JAKARTA, KOMPAS — Bank Indonesia yakin kebijakan preemtif yang dilakukan akan mendorong investasi portofolio dan perumahan. Arus modal asing akan kembali masuk dan kebijakan di sektor perumahan akan memberikan efek berganda terhadap pertumbuhan ekonomi dan kredit perbankan.
Gubernur Bank Indonesia (BI) Perry Warjiyo, Jumat (22/6/2018), di Jakarta, mengatakan, kebijakan preemtif yang telah diambil BI adalah menaikkan suku bunga acuan BI 7-day Reverse Repo Rate (RRR) menjadi 4,75 persen. Dalam waktu dekat ini, BI akan merelaksasi rasio kredit terhadap nilai agunan (LTV) sektor properti.
Kenaikan suku bunga acuan membuat aset di pasar keuangan Indonesia menarik bagi investor asing. Mereka akan masuk membeli Surat Berharga Negara (SBN) atau saham sehingga dapat menambah likuiditas pembiayaan ekonomi di dalam negeri.
”Indikatornya adalah real interest rate (selisih antara suku bunga acuan dan inflasi) serta imbal hasil SBN Indonesia tenor 10 tahun lebih menarik dan cukup besar,” ujarnya.
Perry menjelaskan, BI 7-day RRR saat ini sebesar 4,75 persen dan inflasi pada akhir tahun ini diperkirakan 3,5-3,6 persen. Dengan demikian, real interest rate-nya sebesar 1,2-1,3 persen. Ini menarik bagi investasi.
Dari sisi obligasi, imbal hasil obligasi Pemerintah Indonesia tenor 10 tahun sebesar 7,5 persen, sedangkan obligasi US Treasury 10 tahun sebesar 2,9 persen. Perbedaannya sebesar 4,5 persen sehingga akan menarik bagi investor asing untuk membeli SBN.
Dalam waktu dekat ini, lanjut Perry, BI juga akan merelaksasi LTV sektor properti. Relaksasi itu mulai dari pembayaran uang muka, inden, hingga tenor pembayaran.
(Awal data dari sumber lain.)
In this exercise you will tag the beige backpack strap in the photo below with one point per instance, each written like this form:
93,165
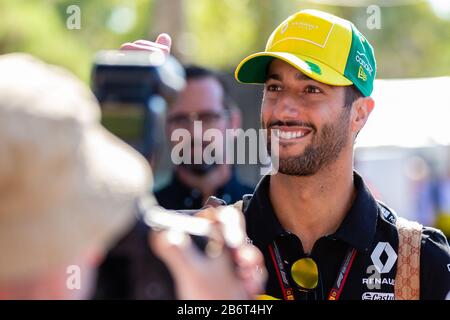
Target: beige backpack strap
407,280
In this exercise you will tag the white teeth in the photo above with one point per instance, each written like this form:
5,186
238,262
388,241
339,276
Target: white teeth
288,135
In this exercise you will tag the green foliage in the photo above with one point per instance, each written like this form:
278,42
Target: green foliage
412,41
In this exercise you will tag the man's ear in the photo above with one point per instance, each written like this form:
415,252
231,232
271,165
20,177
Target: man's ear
361,110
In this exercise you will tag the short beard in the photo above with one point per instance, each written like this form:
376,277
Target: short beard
324,149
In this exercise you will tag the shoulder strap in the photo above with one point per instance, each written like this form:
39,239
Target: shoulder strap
407,279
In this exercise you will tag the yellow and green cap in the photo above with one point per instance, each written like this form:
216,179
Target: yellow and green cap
325,47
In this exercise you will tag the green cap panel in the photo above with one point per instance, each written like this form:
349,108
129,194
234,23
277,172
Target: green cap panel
361,65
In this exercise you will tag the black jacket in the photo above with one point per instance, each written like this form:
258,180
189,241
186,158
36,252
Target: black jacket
369,227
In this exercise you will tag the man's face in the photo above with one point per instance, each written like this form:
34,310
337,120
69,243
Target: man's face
202,100
312,123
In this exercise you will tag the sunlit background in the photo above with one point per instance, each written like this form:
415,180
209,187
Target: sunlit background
403,152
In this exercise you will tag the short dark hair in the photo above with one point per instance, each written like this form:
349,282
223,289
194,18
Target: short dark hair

Melalui relaksasi itu, investor dalam dan luar negeri pasti akan tertarik berinvestasi, sektor-sektor lain yang terkait akan tergerak, dan kredit perbankan bisa tumbuh.
BI optimistis sektor properti akan meningkat karena permintaan cukup tinggi. Permintaan itu berasal dari pembeli mula berusia 36-45 tahun yang berminat terhadap apartemen dan rumah tapak. Relaksasi LTV juga akan membuat investor di dalam negeri menanamkan modal di sektor perumahan.
”Pasca-Lebaran, likuiditas bank akan semakin melonggar. Di sisi lain, kebijakan relaksasi LTV akan mendorong pertumbuhan kredit perumahan bank. Untuk itu, kenaikan suku bunga acuan akibat faktor global tidak perlu diikuti dengan kenaikan suku bunga bank di dalam negeri,” kata Perry.
Sinyal kenaikan
Selasa lalu, BI memberikan sinyal akan menaikkan lagi BI 7-day RRR. Naik atau tidaknya suku bunga acuan itu akan ditentukan dalam Rapat Dewan Gubernur (RDG) BI pada 27-28 Juni. Seusai RDG nanti, BI juga akan mengumumkan relaksasi LTV sektor properti.
Menurut Perry, BI saat ini fokus menstabilkan nilai tukar rupiah. BI juga tengah menyiapkan kebijakan lanjutan yang preemtif, memberikan dampak langsung ke depan, dan selangkah lebih maju dalam menghadapi perkembangan baru arah kebijakan Bank Sentra AS, The Fed, dan Bank Sentral Eropa, ECB.
”The Fed sudah menaikkan suku bunga acuannya dua kali dan kemungkinan akan menaikkannya dua kali lagi. ECB juga sudah berkomitmen mengurangi penjualan asetnya mulai September tahun ini,” lanjutnya.
Presiden Direktur PT Bank Central Asia (BCA) Tbk Jahja Setiaatmadja menuturkan, BI perlu menaikkan suku bunga acuan kembali agar depresiasi rupiah tidak semakin dalam. Kenaikan suku bunga acuan BI itu saat ini baru berdampak pada kenaikan suku bunga deposito sebesar 25 basis poin.
Ke depan, ada kemungkinan akan berdampak pada kenaikan suku bunga kredit, terutama kredit konsumsi. Hal itu terjadi karena banyak permintaan terhadap kredit itu, terutama kredit pemilikan rumah.
”Jika beban biaya bank semakin tinggi, mau tidak mau, perbankan akan menaikkan suku bunga kredit guna menjaga margin bunga bersih,” ujarnya.